Die weitgehende Konzentration auf Claires Perspektive gibt Juliette Binoche die Gelegenheit zu einer eindrucksvollen Solo-Darstellung, in der sie ihre Figur wechselweise als leidenschaftlich, emotional und überschäumend oder als verschlossen, irritiert und überfordert vorführen kann. Mithalten kann mit dieser Bravourleistung nur Nicole Garcia, die ihre Psychiaterin als äußerlich kaum bewegte und eher missmutig wirkende, aber hellwache Frau darstellt, an der sich die Quecksilbrigkeit ihrer Patientin prächtig reibt. Die Männer in der Geschichte bleiben hingegen gutaussehende, aber als Charaktere recht blasse Objekte für das Begehren der Protagonistin – wenn der Plot ihnen nach einem entscheidenden Schnitt in der Handlung und einem Neueinstieg mehr Raum einräumt, bewirkt ihre fehlende Ausarbeitung dann auch prompt die eine oder andere Leerstelle.
Ein faires Spiel mit dem Zuschauer
Kalte Farben, viele Szenen im nächtlichen Dunkel und immer wieder Glasscheiben, in denen der Hauptfigur Spiegelbilder ihrer selbst oder aber Hindernisse erscheinen, verstärken den Eindruck einer entgleitenden Realität. Trotz dieser symbolhaften Anleihen bleibt Safy Nebbous Inszenierung eher kühl und schnörkellos als postmodern verrätselt. „So wie du mich willst“ spielt ein faires Spiel mit dem Zuschauer und weicht bei aller Ambivalenz nicht von seiner letztlich geradlinigen Struktur mit klar gesetzten erzählerischen Überraschungen und einer (vergleichsweise bescheiden gehaltenen) abschließenden Enthüllung ab.

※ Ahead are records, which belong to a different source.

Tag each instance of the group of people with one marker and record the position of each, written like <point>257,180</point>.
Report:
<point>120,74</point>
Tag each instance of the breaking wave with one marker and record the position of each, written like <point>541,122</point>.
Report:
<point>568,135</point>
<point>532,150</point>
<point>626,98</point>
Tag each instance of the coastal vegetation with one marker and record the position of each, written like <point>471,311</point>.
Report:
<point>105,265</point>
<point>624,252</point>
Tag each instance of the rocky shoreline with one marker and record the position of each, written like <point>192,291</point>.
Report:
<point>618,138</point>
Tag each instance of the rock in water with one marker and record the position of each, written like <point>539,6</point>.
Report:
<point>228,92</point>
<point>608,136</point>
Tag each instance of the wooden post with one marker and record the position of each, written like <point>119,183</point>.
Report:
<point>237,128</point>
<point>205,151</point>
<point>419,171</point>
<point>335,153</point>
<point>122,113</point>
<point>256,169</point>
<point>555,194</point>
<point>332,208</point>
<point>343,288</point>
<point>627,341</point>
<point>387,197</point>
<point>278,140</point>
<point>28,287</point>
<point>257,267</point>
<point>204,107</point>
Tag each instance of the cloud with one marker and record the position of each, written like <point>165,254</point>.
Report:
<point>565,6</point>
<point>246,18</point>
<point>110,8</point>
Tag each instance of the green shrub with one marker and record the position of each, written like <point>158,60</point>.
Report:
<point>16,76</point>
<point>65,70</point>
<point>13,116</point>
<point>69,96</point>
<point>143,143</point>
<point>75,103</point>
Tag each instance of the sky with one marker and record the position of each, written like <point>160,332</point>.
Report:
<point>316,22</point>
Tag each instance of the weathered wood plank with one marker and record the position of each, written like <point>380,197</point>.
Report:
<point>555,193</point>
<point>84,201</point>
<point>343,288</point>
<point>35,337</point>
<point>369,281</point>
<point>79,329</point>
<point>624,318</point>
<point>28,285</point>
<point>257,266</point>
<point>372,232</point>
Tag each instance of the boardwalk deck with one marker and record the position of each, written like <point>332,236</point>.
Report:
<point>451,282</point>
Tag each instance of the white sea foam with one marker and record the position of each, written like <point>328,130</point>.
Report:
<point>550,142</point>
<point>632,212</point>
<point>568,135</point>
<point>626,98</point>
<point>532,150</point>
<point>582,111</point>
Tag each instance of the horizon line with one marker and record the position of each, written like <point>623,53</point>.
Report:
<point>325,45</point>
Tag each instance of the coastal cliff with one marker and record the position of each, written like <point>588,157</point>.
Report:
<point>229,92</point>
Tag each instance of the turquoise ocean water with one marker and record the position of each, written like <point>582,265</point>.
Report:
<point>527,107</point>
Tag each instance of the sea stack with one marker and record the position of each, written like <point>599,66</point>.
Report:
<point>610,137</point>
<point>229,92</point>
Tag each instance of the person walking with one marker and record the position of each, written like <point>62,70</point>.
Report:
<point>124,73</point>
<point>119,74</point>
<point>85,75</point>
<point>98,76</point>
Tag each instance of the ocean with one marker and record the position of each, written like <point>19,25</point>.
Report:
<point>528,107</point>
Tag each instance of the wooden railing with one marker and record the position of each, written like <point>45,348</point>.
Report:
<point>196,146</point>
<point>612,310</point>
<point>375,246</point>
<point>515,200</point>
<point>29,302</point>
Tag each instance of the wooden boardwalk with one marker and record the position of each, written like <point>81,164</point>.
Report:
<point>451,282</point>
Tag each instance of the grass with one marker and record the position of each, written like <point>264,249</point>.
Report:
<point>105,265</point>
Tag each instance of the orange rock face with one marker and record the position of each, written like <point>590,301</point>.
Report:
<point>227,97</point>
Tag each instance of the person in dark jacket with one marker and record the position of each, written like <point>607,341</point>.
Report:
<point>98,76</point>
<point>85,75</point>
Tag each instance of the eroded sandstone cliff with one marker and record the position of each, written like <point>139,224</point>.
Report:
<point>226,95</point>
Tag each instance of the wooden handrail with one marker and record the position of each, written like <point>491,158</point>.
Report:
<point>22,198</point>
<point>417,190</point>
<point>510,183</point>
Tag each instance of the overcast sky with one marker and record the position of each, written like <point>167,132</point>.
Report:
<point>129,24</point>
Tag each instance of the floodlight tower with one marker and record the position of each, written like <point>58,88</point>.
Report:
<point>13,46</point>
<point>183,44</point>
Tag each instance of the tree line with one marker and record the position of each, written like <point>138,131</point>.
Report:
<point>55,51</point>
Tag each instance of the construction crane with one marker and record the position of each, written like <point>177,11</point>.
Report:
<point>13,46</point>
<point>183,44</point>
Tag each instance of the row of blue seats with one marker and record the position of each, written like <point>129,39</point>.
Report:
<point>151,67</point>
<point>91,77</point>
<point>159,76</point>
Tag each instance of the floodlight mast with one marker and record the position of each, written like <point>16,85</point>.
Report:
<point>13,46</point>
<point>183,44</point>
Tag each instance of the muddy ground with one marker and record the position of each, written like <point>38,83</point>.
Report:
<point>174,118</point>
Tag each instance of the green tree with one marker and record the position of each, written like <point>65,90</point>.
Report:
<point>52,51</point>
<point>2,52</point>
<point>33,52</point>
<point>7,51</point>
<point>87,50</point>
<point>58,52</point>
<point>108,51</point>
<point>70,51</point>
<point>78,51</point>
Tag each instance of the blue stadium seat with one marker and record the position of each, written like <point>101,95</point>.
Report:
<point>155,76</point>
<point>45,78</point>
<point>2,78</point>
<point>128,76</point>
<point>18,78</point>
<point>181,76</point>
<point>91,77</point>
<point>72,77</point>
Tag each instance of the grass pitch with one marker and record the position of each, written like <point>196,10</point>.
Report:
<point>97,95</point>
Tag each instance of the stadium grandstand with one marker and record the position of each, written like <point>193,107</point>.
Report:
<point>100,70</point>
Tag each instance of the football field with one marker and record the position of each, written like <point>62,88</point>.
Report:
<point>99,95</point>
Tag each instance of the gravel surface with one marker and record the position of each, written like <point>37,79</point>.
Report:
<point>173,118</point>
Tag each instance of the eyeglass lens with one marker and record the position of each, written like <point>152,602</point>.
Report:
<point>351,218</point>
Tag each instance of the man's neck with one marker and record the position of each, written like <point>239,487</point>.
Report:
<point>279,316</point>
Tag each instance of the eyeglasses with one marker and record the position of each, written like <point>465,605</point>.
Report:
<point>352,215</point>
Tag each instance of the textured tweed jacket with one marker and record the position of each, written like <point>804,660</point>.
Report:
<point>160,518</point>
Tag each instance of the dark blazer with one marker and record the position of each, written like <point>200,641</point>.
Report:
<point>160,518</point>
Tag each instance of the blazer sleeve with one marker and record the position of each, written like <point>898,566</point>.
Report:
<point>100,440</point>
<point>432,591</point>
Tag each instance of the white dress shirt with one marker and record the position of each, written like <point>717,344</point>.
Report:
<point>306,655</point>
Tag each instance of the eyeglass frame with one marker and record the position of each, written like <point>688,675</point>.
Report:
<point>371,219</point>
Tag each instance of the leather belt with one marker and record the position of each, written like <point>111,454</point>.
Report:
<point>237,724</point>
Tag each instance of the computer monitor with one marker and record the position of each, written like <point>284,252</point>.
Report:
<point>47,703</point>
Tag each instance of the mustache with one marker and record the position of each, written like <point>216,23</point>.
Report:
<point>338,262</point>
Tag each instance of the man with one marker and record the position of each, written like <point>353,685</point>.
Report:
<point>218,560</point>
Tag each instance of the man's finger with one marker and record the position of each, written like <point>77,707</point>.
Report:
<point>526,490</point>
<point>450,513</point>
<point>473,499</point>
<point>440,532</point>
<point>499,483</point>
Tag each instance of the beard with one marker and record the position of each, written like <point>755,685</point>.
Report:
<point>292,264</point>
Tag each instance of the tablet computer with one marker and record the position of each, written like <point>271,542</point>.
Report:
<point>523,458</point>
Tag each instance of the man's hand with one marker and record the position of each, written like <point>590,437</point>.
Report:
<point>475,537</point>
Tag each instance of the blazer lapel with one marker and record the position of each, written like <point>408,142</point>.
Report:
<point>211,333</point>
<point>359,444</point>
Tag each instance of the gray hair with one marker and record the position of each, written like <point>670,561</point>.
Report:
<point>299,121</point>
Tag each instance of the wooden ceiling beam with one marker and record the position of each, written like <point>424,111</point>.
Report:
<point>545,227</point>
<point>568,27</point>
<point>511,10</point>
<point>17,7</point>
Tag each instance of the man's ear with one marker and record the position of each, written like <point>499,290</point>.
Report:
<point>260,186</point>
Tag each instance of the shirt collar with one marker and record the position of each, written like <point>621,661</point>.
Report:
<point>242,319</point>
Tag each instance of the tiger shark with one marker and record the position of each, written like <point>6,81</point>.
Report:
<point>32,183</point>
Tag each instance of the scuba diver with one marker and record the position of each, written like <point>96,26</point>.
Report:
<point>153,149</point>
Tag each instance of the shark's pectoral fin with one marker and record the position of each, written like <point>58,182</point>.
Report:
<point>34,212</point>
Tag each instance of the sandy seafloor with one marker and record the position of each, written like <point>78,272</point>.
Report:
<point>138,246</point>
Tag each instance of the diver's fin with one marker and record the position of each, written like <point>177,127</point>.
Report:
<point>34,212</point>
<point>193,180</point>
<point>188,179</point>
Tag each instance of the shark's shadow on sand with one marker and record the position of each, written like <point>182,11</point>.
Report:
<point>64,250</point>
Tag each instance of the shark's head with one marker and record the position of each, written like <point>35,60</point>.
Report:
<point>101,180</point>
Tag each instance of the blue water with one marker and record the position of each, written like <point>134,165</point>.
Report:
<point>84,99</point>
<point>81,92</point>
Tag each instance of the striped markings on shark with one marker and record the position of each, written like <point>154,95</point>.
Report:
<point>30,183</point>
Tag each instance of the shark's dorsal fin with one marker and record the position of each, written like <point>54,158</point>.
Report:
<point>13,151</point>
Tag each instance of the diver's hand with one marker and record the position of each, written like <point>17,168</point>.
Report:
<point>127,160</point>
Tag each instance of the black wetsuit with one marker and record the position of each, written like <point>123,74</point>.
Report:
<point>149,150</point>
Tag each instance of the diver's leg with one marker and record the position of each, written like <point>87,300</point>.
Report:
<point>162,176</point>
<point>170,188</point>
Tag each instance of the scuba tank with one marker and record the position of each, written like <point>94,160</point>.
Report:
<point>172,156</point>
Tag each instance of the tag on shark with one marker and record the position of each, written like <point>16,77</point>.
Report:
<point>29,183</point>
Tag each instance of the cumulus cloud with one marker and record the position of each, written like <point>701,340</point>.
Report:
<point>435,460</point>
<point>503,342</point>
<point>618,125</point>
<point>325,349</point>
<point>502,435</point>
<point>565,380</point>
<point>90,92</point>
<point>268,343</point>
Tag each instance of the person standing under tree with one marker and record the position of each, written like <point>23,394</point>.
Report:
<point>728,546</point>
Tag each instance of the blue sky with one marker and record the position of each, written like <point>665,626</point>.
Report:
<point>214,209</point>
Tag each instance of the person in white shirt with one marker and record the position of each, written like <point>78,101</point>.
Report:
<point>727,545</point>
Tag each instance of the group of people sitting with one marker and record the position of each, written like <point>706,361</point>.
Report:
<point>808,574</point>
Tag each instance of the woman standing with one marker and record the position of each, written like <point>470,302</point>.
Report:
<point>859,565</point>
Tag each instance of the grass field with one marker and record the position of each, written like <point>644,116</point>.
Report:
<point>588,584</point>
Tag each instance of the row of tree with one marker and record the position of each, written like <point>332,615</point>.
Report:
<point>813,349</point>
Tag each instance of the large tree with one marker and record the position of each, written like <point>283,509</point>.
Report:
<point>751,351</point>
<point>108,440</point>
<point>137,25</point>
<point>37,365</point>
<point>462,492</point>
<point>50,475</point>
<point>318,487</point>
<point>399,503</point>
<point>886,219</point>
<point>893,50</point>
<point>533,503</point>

Noch spannender als der Ausgang von Claires Irreführung ist es ohnehin, zu beobachten, mit welcher Absolutheit sich die alternde Frau aus Furcht vor der Einsamkeit auf ihr gewagtes Unternehmen einlässt. Internet und soziale Medien sind für sie wie auch für den Film – bei allem wachen Blick für deren problematische Aspekte – durchaus auch positive, hilfreiche Erscheinungen, die einen Ausweg aus ihrem Dilemma versprechen. Damit betritt Nebbou durchaus Neuland im Bereich der Thriller, die unmittelbar aus den Bedingungen des digitalen Zeitalters erwachsen sind. Während andere Filme von „Blackhat“ über „Searching“ bis „Assassination Nation“ in teils grellen Farben die Gefahren des Datenflusses, Teilens von Inhalten und des Internets an sich beschwören, schätzt „So wie du mich willst“ die Lage ganz anders ein: Der Mensch kann im Zweifel noch immer weit unheimlicher und unberechenbarer sein als jede digitale Erfindung.